5 Experimental Setup and Results

In this section, two experiments are conducted in order to validate the performance of the classifier conducted by the nearest node. The first experiment uses a computer simulation based on Simulink, while the second experiment is based on a hardware implementation using the Universal Software Radio Peripheral (USRP) software-defined radio (SDR) platform [34]. The classifier is tested in two aspects: accuracy and efficiency. Note that these tests possess with an emphasis on the impact of distance, i.e., nearest node.

5.1 Computer Simulation

In this section, the ROC curve analysis is shown for different number of users. Additionally, a Simulink model is constructed in order to collect the FFT plot of a user. Before presenting the results, the path-loss modeling will be introduced since path-loss block is used in the experiments.

5.1.1 Path-loss Modeling

In most environment, it is observed that the radio signal strength falls as some power $\alpha$ of the distance, called the power-distance gradient or path-loss gradient. Depending on the radio frequency, there are additional losses, and in general the relationship between the transmitted power $P_{t}$ and the received power $P_{r}$ in free space is given by:

$$\begin{aligned} \frac{P_r}{P_t}=G_t G_r \left( \frac{\lambda }{4 \pi d}\right) ^2, \end{aligned}$$

(21)

where $G_t$ and $G_r$ are the transmitter and receiver antenna gains, $\lambda$ is the wavelength of the carrier, and d is the distance between the transmitter and receiver. Since all the detector nodes are equipped with the same antenna, it turns out that $G_r$ is the same. According to our assumptions, for each period of time, there is only one user transmitting, which means that $G_t$ and $\lambda$ are the same. Therefore, given the transmitted power, the only variable for the received power is d. We can rewrite Eq. (21) in decibels (dB) as:

$$\begin{aligned} 10\log (P_r)=10\log (P_0)-20\log (d), \end{aligned}$$

(22)

where $P_{0}$ is the received power at the first meter ($d=1$), which applies to all the detector nodes. Therefore, there is a 20 dB per decade loss in signal strength as a function of distance in free space. It is known that the performance of the classifier is highly related to the signal-to-noise ratio (SNR) on the receiver, namely, higher SNR value yields better classification performance. Broadly speaking, SNR is the ratio of the average signal power to the average noise power:

$$\begin{aligned} SNR=\frac{P_r}{P_{noise}}. \end{aligned}$$

(23)

Since the average noise power $P_{noise}$ is fixed for all the detector nodes, in order to get a higher SNR value, a larger $P_{r}$ is required. According to Eq. (22), a minimum distance d will lead to a maximum $P_{r}$, thus the nearest node is picked up to perform the classification.

5.1.2 ROC Curve Analysis

This section provides the numerical results of the proposed PUE detector. The results are based on Eqs. (19) and (20), presented in terms of the ROC curves (i.e., $Q_{D}$ versus $Q_{F}$) for an AWGN fading channel.

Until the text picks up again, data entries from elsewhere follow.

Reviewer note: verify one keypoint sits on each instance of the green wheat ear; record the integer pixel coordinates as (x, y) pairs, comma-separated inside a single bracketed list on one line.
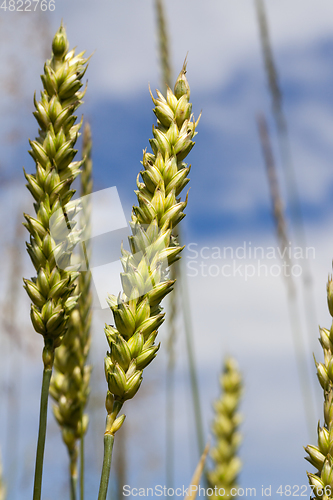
[(52, 291), (321, 456), (227, 464), (153, 247), (137, 312), (70, 382)]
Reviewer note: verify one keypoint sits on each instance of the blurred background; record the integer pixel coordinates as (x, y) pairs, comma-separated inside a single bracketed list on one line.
[(246, 59)]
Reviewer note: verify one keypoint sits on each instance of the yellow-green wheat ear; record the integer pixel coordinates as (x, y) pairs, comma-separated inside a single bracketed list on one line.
[(52, 290), (320, 456), (70, 382), (227, 419), (153, 248)]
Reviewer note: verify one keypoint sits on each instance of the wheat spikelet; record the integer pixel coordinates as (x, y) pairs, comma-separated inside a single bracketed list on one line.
[(225, 428)]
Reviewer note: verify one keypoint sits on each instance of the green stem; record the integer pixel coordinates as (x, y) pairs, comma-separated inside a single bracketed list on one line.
[(82, 465), (47, 372), (73, 486), (108, 446)]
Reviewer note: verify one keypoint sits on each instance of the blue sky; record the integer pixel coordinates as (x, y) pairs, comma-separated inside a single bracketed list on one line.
[(228, 204)]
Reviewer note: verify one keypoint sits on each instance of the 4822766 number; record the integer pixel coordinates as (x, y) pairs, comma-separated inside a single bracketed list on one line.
[(27, 5), (302, 491)]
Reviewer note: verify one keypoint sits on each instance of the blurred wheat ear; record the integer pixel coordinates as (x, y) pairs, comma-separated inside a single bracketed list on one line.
[(224, 454)]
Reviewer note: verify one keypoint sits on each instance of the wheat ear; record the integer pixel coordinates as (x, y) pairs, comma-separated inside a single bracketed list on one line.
[(225, 428), (70, 382), (320, 456), (52, 290), (137, 312)]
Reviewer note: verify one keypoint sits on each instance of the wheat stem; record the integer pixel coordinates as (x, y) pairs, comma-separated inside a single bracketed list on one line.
[(82, 463), (47, 372), (108, 447)]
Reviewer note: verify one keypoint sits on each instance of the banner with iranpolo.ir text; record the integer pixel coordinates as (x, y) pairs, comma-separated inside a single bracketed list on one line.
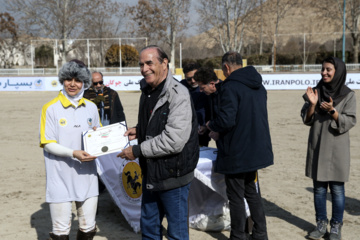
[(298, 81)]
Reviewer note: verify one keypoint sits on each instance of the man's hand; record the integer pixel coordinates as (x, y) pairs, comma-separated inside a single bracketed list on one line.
[(127, 154), (214, 135), (131, 133), (83, 156)]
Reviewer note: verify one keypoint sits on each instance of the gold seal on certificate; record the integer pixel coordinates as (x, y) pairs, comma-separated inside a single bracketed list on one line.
[(105, 140)]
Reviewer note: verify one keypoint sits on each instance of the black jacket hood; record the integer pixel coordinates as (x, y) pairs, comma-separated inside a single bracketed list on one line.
[(247, 76)]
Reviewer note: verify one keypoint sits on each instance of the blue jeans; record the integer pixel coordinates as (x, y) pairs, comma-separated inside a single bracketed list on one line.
[(172, 203), (337, 190)]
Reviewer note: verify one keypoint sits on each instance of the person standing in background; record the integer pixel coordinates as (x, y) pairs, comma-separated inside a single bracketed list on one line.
[(330, 111), (244, 144), (108, 103), (107, 100), (200, 100)]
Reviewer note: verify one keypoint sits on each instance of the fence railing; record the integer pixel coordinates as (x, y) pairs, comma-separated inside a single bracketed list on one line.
[(136, 70)]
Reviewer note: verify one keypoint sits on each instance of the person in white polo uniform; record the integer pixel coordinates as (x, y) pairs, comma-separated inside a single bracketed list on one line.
[(70, 172)]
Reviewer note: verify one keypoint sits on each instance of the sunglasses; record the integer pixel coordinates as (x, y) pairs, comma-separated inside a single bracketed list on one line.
[(97, 83)]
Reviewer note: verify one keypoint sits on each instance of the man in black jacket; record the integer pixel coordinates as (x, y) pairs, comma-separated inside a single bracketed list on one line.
[(167, 148), (244, 143), (200, 100)]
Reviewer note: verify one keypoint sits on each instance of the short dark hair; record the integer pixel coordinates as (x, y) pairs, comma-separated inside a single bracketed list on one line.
[(161, 53), (190, 67), (205, 75), (232, 58), (102, 76)]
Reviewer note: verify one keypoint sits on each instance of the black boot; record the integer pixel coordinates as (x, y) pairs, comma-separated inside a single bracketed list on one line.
[(58, 237), (86, 236)]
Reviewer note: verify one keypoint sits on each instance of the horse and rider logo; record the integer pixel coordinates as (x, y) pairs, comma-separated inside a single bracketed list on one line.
[(132, 180)]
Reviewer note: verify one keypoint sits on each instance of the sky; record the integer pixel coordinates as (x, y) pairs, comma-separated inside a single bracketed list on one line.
[(192, 30)]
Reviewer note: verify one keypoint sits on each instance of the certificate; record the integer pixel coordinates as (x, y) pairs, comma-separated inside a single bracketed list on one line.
[(105, 140)]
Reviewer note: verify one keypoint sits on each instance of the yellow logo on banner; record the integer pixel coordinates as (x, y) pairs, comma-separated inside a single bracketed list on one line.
[(132, 180), (63, 122)]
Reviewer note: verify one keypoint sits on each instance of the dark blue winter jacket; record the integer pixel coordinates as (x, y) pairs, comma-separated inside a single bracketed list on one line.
[(244, 144)]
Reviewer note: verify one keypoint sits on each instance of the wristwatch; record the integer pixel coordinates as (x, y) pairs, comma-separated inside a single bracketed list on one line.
[(332, 111)]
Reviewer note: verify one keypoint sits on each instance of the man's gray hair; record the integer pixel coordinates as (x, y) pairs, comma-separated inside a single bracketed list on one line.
[(232, 58), (75, 69), (161, 53)]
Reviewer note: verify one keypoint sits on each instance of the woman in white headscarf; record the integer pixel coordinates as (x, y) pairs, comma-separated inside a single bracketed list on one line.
[(70, 171), (330, 111)]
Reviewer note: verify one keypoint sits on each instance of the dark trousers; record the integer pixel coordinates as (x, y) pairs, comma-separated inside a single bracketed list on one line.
[(238, 187)]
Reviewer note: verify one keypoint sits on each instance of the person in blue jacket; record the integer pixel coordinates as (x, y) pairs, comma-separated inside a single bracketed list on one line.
[(244, 143)]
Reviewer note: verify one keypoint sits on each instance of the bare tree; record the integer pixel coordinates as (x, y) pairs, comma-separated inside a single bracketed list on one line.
[(280, 8), (59, 19), (160, 21), (224, 21), (8, 39), (103, 21)]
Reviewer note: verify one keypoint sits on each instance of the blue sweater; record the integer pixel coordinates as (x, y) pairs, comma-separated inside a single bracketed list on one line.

For each sensor node, $P_{F}$ and $P_{D}$ are calculated. Since Eqs. (17) and (18) are the complement of the binomial cumulative distribution function [35], there is a useful MATLAB function binocdf that we can use in to obtain numerical results.^{Footnote 1}

In order to have a quick evaluation of the sensor network, we perform the following calculation, where $P_F = 0.1$ and $P_D=0.8$. Assuming we use a sensor network of 4 nodes, then:

$$\begin{aligned}&Q_D=1 - \texttt {binocdf(2,4,0.8)}=0.82>P_D, \end{aligned}$$

(24)

$$\begin{aligned}&Q_F=1 - \texttt {binocdf(2,4,0.1)}=0.0037<P_F, \end{aligned}$$

(25)

which means that by employing the sensor network, we not only improve the overall probability of detection, but also decrease the overall probability of false alarm.

Based on the ROC curves of single node detector, the ROC curves of the distributed sensor network can be obtained by changing the number of sensor nodes M. The ROC curves in Fig. 5a are plotted by changing M from 4 to 10 when $N=5$, $SNR=5\hbox { dBm}$, and the ROC curves in Fig 5b are plotted by changing M from 4 to 10 when $N=5$, SNR=3 dBm. In these two figures, the ROC curves of the single node detector ($M=1$) are also provided for reference.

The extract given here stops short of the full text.